I was confronted at an analyst conference about six weeks ago about rumors that we were talking to The Mills Corporation. The standard lawyers' scripted response is "We don't comment on market rumors," but I answered, "Sure, we're talking to them." That confirmation was big news, which I must say I find a little strange. Of course we're talking to them; that's our job. We talk to lots of people about lots of things; that’s also our job. And by the way, everybody else in mall-land and opportunity-fundland and even hedge-fund-land is also talking to them.

Just for fun, we were recently playing with some numbers. We do that a lot. Our New York Office segment had 2005 EBITDA of $341 million. This number represents a 15.6% return on our original cost of all these assets. First point— on average our income from these assets has more than doubled since we acquired them. Second point—if New York cap rates are, say, 5%, we have more than tripled our money here, a mark-to-market profit of over $4.5 billion.

A group of us (including John Goff and Ron Burkle) were reviewing comparable values for companies in the industrial sector, where it is apparently common practice to bundle merchant building profits in FFO. That got me thinking. Our practice, as executed by Chief Financial Officer Joe Macnow, is kind of the opposite. We go to great lengths to allow the reader of our financial statements to "deconstruct" our earnings. This transparency (and our multi-segment approach) makes for very thick financial disclosure, but it is worth it.

While we are on accounting—accounting is the only zero tolerance game that we play. Zero tolerance means no

 

mistakes and no shading, ever. A business franchise and reputation built up over a lifetime can be squandered with even just one serious accounting misstep. Thanks to Joe, Ross Morrison, Matt Iocco and the entire Zero Tolerance Gang in Paramus.

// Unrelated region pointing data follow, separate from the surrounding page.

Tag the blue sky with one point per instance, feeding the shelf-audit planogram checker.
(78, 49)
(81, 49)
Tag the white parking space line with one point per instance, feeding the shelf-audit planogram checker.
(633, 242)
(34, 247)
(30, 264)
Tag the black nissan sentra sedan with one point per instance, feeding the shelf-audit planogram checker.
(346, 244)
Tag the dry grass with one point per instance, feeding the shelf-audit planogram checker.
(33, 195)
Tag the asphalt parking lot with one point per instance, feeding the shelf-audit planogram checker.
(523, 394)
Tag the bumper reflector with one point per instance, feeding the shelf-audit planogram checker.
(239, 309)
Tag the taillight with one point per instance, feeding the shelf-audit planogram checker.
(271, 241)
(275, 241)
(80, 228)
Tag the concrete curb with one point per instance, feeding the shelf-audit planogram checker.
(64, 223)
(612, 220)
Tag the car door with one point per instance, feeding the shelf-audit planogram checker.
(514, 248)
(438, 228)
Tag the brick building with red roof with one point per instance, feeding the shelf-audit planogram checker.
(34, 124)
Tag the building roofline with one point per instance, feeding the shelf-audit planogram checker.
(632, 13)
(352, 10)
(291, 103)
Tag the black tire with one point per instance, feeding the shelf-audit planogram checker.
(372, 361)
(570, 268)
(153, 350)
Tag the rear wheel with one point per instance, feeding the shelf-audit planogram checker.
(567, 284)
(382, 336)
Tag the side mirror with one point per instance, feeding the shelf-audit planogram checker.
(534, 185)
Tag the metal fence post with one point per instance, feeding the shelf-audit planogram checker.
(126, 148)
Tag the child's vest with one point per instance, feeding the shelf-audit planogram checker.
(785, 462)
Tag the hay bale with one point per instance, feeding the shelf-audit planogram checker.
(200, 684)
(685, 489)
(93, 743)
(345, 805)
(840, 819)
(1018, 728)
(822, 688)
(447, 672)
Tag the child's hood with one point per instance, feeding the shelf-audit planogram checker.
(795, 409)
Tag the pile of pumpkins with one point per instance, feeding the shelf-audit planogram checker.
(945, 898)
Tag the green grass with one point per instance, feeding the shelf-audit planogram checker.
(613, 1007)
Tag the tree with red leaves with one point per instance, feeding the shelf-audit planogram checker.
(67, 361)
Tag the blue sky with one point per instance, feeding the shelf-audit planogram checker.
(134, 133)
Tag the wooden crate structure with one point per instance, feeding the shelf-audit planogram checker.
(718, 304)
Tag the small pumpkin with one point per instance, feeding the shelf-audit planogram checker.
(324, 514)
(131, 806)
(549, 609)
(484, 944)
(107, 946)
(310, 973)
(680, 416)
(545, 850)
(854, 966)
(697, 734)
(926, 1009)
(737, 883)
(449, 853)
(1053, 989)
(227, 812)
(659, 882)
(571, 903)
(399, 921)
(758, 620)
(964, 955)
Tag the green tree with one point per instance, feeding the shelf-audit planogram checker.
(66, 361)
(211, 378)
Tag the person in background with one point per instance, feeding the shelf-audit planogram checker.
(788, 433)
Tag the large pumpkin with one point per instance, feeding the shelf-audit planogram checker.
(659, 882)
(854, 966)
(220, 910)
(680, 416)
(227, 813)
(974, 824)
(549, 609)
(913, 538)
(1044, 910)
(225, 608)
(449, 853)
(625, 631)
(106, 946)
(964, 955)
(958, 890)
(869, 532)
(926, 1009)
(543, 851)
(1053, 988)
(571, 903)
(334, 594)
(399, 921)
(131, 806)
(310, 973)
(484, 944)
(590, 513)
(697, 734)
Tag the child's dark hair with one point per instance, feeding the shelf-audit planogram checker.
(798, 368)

It's a global world now. Almost every major country in the free world will soon have copycat REIT legislation—several already have. Ditto for securitized CMBS. The transfer from private to public securitized real estate took about 15 years in America. My guess is it will take about only onethird as long in non-American markets. Cross border tax treaties will be slower to come, but are even more important to create a global real estate market.

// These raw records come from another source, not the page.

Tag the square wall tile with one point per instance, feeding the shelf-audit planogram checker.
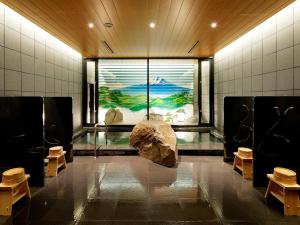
(27, 64)
(285, 38)
(27, 82)
(12, 93)
(297, 33)
(40, 67)
(28, 93)
(284, 93)
(1, 79)
(50, 85)
(269, 63)
(285, 79)
(257, 66)
(71, 75)
(1, 34)
(57, 86)
(12, 19)
(285, 17)
(257, 34)
(257, 50)
(238, 57)
(12, 39)
(27, 28)
(296, 11)
(285, 58)
(246, 55)
(297, 78)
(269, 82)
(57, 72)
(27, 45)
(296, 55)
(269, 26)
(65, 87)
(269, 44)
(12, 80)
(40, 50)
(50, 70)
(39, 84)
(12, 60)
(246, 69)
(257, 83)
(1, 57)
(49, 55)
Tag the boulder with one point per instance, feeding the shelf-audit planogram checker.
(113, 116)
(155, 140)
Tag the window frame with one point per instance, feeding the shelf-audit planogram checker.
(129, 126)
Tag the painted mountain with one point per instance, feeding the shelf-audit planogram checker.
(163, 94)
(158, 87)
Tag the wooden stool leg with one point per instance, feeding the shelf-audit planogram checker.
(52, 167)
(6, 203)
(247, 169)
(27, 190)
(64, 162)
(234, 162)
(268, 189)
(291, 203)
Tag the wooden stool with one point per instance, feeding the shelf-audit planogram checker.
(243, 161)
(283, 186)
(14, 186)
(56, 159)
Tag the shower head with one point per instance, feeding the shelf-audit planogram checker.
(277, 110)
(287, 110)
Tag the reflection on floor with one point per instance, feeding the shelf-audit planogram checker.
(134, 191)
(188, 143)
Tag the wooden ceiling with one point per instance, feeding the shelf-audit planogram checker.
(179, 24)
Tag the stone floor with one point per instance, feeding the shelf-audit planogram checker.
(129, 190)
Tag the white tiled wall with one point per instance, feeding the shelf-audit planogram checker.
(34, 63)
(265, 61)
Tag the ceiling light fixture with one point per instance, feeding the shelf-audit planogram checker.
(108, 48)
(91, 25)
(192, 48)
(213, 24)
(108, 25)
(152, 25)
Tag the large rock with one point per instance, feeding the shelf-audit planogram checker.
(113, 116)
(156, 140)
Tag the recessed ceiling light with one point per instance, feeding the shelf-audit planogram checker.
(152, 24)
(108, 24)
(213, 24)
(91, 25)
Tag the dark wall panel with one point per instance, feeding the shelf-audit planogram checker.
(59, 123)
(276, 136)
(238, 125)
(21, 135)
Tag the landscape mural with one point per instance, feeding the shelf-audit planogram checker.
(168, 98)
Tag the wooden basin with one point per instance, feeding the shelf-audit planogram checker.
(245, 152)
(56, 151)
(13, 176)
(285, 176)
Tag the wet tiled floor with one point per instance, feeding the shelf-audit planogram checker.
(129, 190)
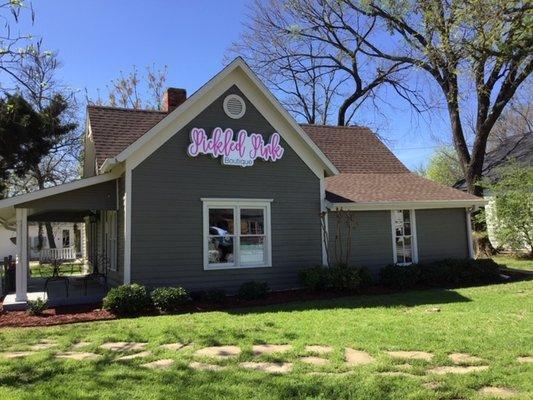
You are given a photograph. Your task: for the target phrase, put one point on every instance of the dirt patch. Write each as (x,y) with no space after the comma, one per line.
(134,356)
(219,351)
(17,354)
(457,370)
(55,316)
(462,358)
(319,349)
(123,346)
(314,360)
(43,345)
(272,368)
(159,364)
(205,367)
(357,357)
(260,349)
(79,356)
(411,355)
(498,392)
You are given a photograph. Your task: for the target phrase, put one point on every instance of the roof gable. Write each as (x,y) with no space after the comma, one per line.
(239,74)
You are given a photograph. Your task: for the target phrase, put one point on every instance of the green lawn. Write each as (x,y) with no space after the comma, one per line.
(515,263)
(491,322)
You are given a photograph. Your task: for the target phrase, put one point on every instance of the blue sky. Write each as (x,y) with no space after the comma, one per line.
(96,39)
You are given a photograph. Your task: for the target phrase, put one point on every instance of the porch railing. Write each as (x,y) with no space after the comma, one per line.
(67,253)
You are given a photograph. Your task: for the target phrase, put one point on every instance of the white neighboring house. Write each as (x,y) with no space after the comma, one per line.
(69,239)
(517,148)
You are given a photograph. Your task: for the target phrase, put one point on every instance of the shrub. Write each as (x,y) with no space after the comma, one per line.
(128,300)
(344,278)
(314,278)
(365,276)
(399,277)
(216,295)
(253,290)
(36,307)
(169,299)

Housing seems to be slowing. Some call it a bubble; I don't know. There is too much supply in many markets and housing prices seem to have entered the sticker shock phase. But, the market for scarce income producing investment grade real estate, however, continues to thrive. As I've said for many years in this letter—scarce investment grade real estate has been re-priced and today's prices, give or take, will hold—get used to them.

There has been an epidemic of public to private transactions in real estate at premiums and in size. This seems to support the conclusion, with which we agree, that public market trading prices are cheap to private values.

And, think about this—the increase in rents which we expect is largely still in front of us.